Inflammation (cholecystitis) may get worse and lead to purulent necrosis of the tissue of the gallbladder along with perforation and peritonitis. Stones in the gallbladder (in particular if they are smaller than one centimetre) can migrate from the gallbladder to the common bile duct and cause an obstruction of the bile flow (cholestasis, obstructive jaundice, icterus) and lead to acute inflammation of the pancreas (biliary pancreatitis).

Secondary diseases resulting from gallstone complications can be life-threatening and require fast and targeted medical and/or surgical treatment.


Treatment of gallstones today
For the treatment of gallstones, the removal of the gallbladder by keyhole surgery (laparoscopic cholecystectomy) is recommended nowadays. This operation method means that only the gallbladder with the stones is removed. The bile ducts, which carry the bile from the liver to the digestive tract, remain intact. This operation has no effects on eating behaviour or digestion in the future, and there are no post-operative limitations such as a special diet. Surgery is performed under general anaesthesia; the stay in hospital is short, usually 2-3 days. Recovery will be quick after surgery.

I would be pleased to advise you comprehensively on appropriate methods of diagnosis and the treatment of gallstones and will, if an operation is necessary, perform it safely and in a competent way.

Gallbladder cancer and tumours of the bile duct, Klatskin tumours

Sometimes an obstruction of the bile flow (cholestasis) including yellowness of the skin and the whites of the eyes (jaundice, icterus), brownish urine and discolouration (grey-white) of the stools may be the first symptoms indicating the presence of a tumour of the bile duct or the gallbladder. A tumour growing right at the confluence of the right and left hepatic bile ducts is called a Klatskin tumour.

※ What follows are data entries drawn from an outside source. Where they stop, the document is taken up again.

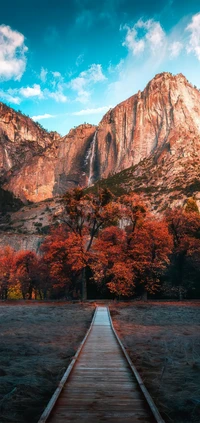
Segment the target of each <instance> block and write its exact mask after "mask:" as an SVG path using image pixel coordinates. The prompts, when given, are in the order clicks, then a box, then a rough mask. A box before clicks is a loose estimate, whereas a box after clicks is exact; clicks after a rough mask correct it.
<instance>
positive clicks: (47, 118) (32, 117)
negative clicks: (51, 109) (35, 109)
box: [31, 113, 56, 121]
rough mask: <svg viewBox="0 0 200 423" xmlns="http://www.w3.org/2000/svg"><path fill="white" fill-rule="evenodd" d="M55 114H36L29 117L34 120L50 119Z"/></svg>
mask: <svg viewBox="0 0 200 423" xmlns="http://www.w3.org/2000/svg"><path fill="white" fill-rule="evenodd" d="M55 117H56V115H50V114H48V113H45V114H44V115H38V116H32V117H31V119H33V120H34V121H38V120H42V119H51V118H55Z"/></svg>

An exact diagnosis and distinguishing between stones, inflammation and a tumour is a must for proper treatment. A contrast-enhanced CT scan (CT), magnetic resonance imaging (MRI) and, if necessary, an endoscopic retrograde cholangiography (ERCP) are important examination methods for the exact clarification of the type and extent of this disease.

I am pleased to advise you on appropriate diagnostic methods and treatment and will perform a necessary operation safely and in a competent way.

Follow-up of gallbladder bile duct cancer

In order to detect a recurrence of the disease in time or discover concomitant diseases follow-up examination is necessary and useful.

Regular examinations give you the assurance that everything is alright.

During the first two years after surgery, the intervals between follow-up visits are short, usually every three months. The intervals are extended thereafter to six months, and finally to once a year. After five years, you can change the regular follow-up on a symptom-oriented follow-up.

The tests usually include:

  •     Physical examination, body weight and size
  •     Talking about the current condition and current complaints
  •     Blood laboratory: values for kidney, liver and bile degradation products
  •     Tumor markers in the blood: CEA and CA 19-9
  •     Contrast-enhanced computed tomography (CT) of the lungs and abdomen
  •     If necessary: Magnetic resonance imaging of the liver

Sometimes additional tests are required. I am happy to organize the follow-up for you and discuss the obtained findings with you.